Grenoble, juillet 2011
 

C’est toujours la fin de quelque chose, même si on ne le sait pas. A chaque instant tout près de soi, un espoir se brise, un enfant s’arrête de rêver, un amour fait plop. Les jours vont de fin en fin. La fin donne au monde son rythme affectif. Et au dedans de nous, c’est pareil : une trace blanche sur la mémoire, un souvenir qui ne reviendra pas, une cellule du cerveau qui ne sera plus remplacée. Chacun porte une fin en lui-même. La preuve, on aime les tableaux de ces ciels d’automne ruinés de pluie, on est fasciné devant ces grands bateaux chavirés, on pleure de joie après la dernière éraflure d’un violoncelle, quand la petite lumière s’éteint sur la scène.

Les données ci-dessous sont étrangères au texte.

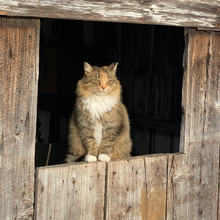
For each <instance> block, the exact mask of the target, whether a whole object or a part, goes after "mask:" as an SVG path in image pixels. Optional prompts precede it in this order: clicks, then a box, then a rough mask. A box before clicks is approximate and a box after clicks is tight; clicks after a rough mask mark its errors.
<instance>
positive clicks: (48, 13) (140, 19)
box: [0, 0, 220, 29]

On s’étourdit à dire « c’est fini », d’un air toujours un peu affecté, parce qu’on chérit sans se l’avouer le spectacle du fil qui rompt au-dessus du vide. « C’est fini » : le vertige du rien comme une tension nourricière, un serment de lâcheté, une reddition aux ombres du temps. La fin prolonge l’aventure qui nous lie à l’indéfini.

vu du pont

Depuis le pont du Rialto, côté Ouest, décembre 2011
Je n’ai pas encore vu Mort à Venise ni le Casanova de Fellini. Et pourtant j’ai beaucoup pensé au cinéma en parcourant la ville, ses venelles, ses placettes et les quais du Grand Canal. Il m’est venu des images de différents épisodes de la franchise James Bond tournés là : Bons Baisers de Russie, Moonraker et surtout Casino Royale. Sur les traces de Daniel Craig et Eva Green, j’ai arpenté le Mercato, le Campo Santo Stefano et l’île de la Giudecca en face de San Marco. Pas repéré le site exact de la scène finale (l’effondrement d’un vieux palais en réfection) mais il est certainement près du pont du Rialto où furent prises ces deux images.
Depuis le pont du Rialto, côté Est, janvier 2012

le dire avec des fleurs

Venise, quartier du Ca D’Oro, janvier 2012
Les cyclamens mettent un peu de saint-esprit aux façades rongées. La couleur des fleurs et parfois les ailes du linge rythment les rebords de la ville. Il y a aussi des lueurs qui cognent aux vitres, et à cela on devine que les immeubles les plus vétustes sont toujours habités. Pourtant aucune silhouette ne vient se pencher. Les canaris dans les cages chantent une mécanique absente, c’est sans doute le vent de la mer proche qui a coincé un os de seiche entre les barreaux. Les Vénitiens rechignent à se mettre à la fenêtre, par peur de tomber dans les canaux peut-être, ou parce qu’ils n’aiment tout simplement pas montrer qu’ils sont vieux. La ville a perdu la moitié de ses habitants en quelques décennies. Combien de temps encore cette comédie peut-elle tenir sur ses pilotis?